Southern Music Publishing Co., Inc.
- Trade name: peermusic
- Industry: Music publisher
- Founded: January 31, 1928
- Headquarters: New York City, United States
- Key people: Ralph Peer, II: Executive Chair and Mary Megan Peer: CEO
- Subsidiaries: Digitalpressure
- Website: Official website

= Peermusic =

American independent music publisher

Peermusic is a United States–based independent music publisher.

==Ralph S. Peer years==

Ralph Peer, a field recording engineer and A&R representative for Victor Records, went on a scouting trip to Bristol, Tennessee. For two weeks, he recorded artists such as Jimmie Rodgers and The Carter Family in what later became famous as the Bristol sessions.

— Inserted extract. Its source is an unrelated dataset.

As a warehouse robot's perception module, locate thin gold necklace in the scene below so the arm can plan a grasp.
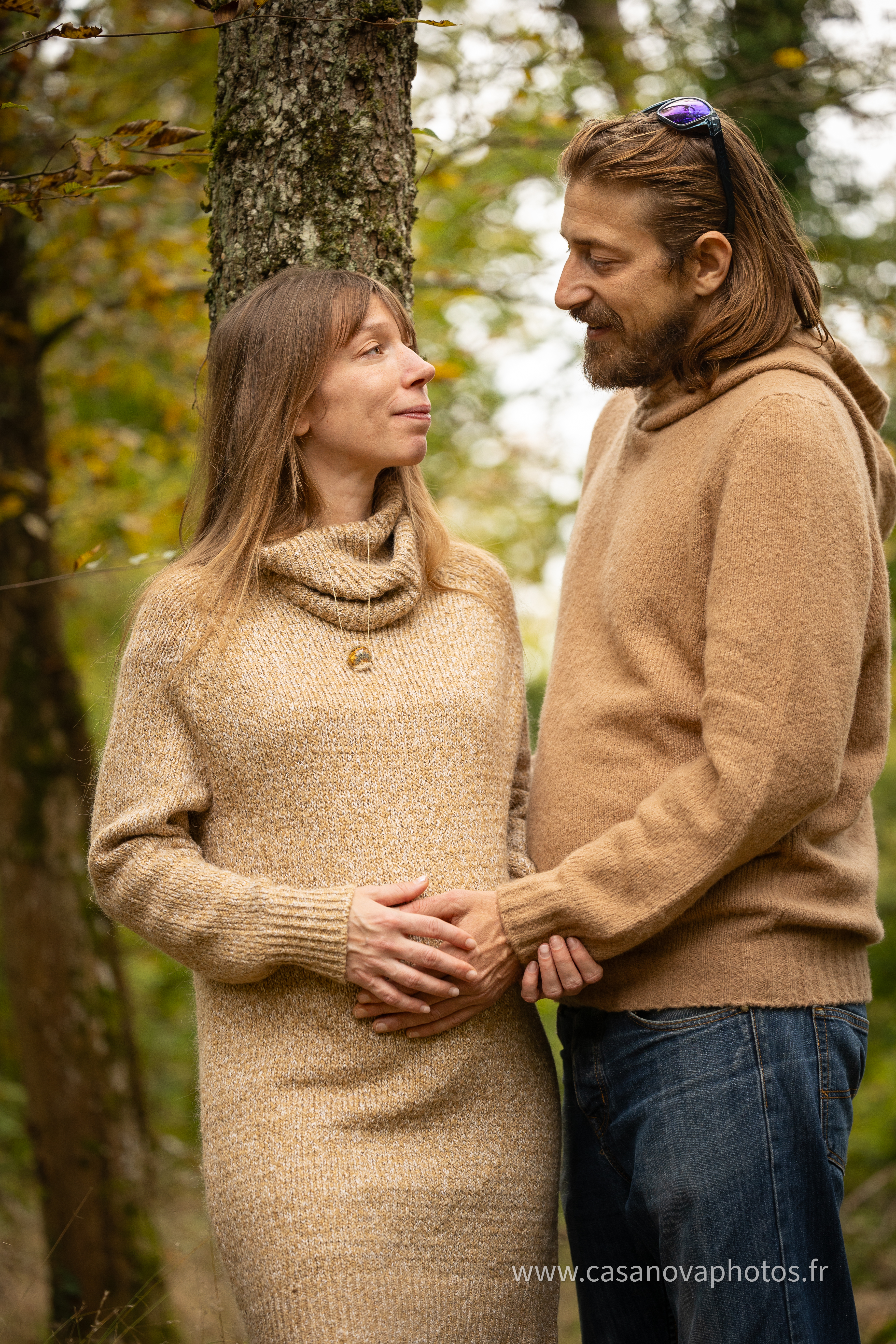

With the success of these recordings, Peer incorporated Southern Music Publishing Co., Inc., on January 31, 1928. The company became successful and influential in the 1930s through Peer's introducing southern American music to the world. In 1940 there came another watershed when a dispute between ASCAP and US radio stations led to the inauguration of the rival Broadcast Music Incorporated (BMI). BMI supported music by blues, country and hillbilly artists, and Peer, through his Peer International Corporation, soon contributed a major part of BMI's catalogue.

During and after World War II, Peer published songs such as "Deep in the Heart of Texas" and "You Are My Sunshine" (sung by Jimmie Davis, covered by Bing Crosby and many others), "Humpty Dumpty Heart" (Glenn Miller), "You're Nobody till Somebody Loves You" (Russ Morgan), "The Three Caballeros" (the Andrews Sisters), "Say a Prayer for the Boys Over There" (Deanna Durbin), and "I Should Care" and "The Coffee Song" (both Frank Sinatra). In 1945, he published Jean Villard's and Bert Reisfeld's composition "Les trois cloches" ("The Three Bells"), which was recorded by The Browns.

In the 1950s Peer published "Mockingbird Hill", a million-seller for Patti Page; "Sway" (Dean Martin and Bobby Rydell); and the novelty "I Know an Old Lady" (Burl Ives). Then came rock 'n' roll, and Southern published hits by Buddy Holly, Little Richard, The Big Bopper and The Platters.

== After Ralph Peer ==
After Ralph Peer's death in 1960, his wife Monique Peer became CEO and held the role for 20 years. She maintained relationships with artists her husband had recorded, and signed many others.

In 2007, Peermusic announced the 50% acquisition of Malaco Music Group.

Ralph Peer II, the son of Ralph and Monique, became CEO in 1980. Peer II was also the vice president and director of the National Music Publishers Association and the Harry Fox Agency, and has been a director and president of the Country Music Association, an editor/director of American Society of Composers, Authors and Publishers, and Chairman of the International Confederation of Music Publishers (ICMP). At the 2008 MIDEM, he was honored as "Music Maker of the Year". In 2013, he received the inaugural ICMP award for "outstanding contribution to music publishing".

Peermusic's catalogue has included the publishing rights to David Foster, George Clinton, Corey Hart, Poo Bear, Salaam Remi, De La Ghetto, Big Deal Music, Molotov, KillBeatz, and Russian publisher First Music Publishing.

In October 2020, Peermusic announced its expansion into the neighboring rights with the acquisition of Canada-based Premier Muzik, France-based All Right Music, and Netherlands-based Global Master Rights.

Mary Megan Peer assumed the role of CEO of Peermusic in January 2021. Her father, Ralph Peer II, transitioned to executive chair.

In July 2022, Hipgnosis Songs Fund signed an international sub-publishing deal with Peermusic.

In October 2023, it was announced Peermusic had acquired the Oslo-headquartered indie music publisher, Arctic Rights Management.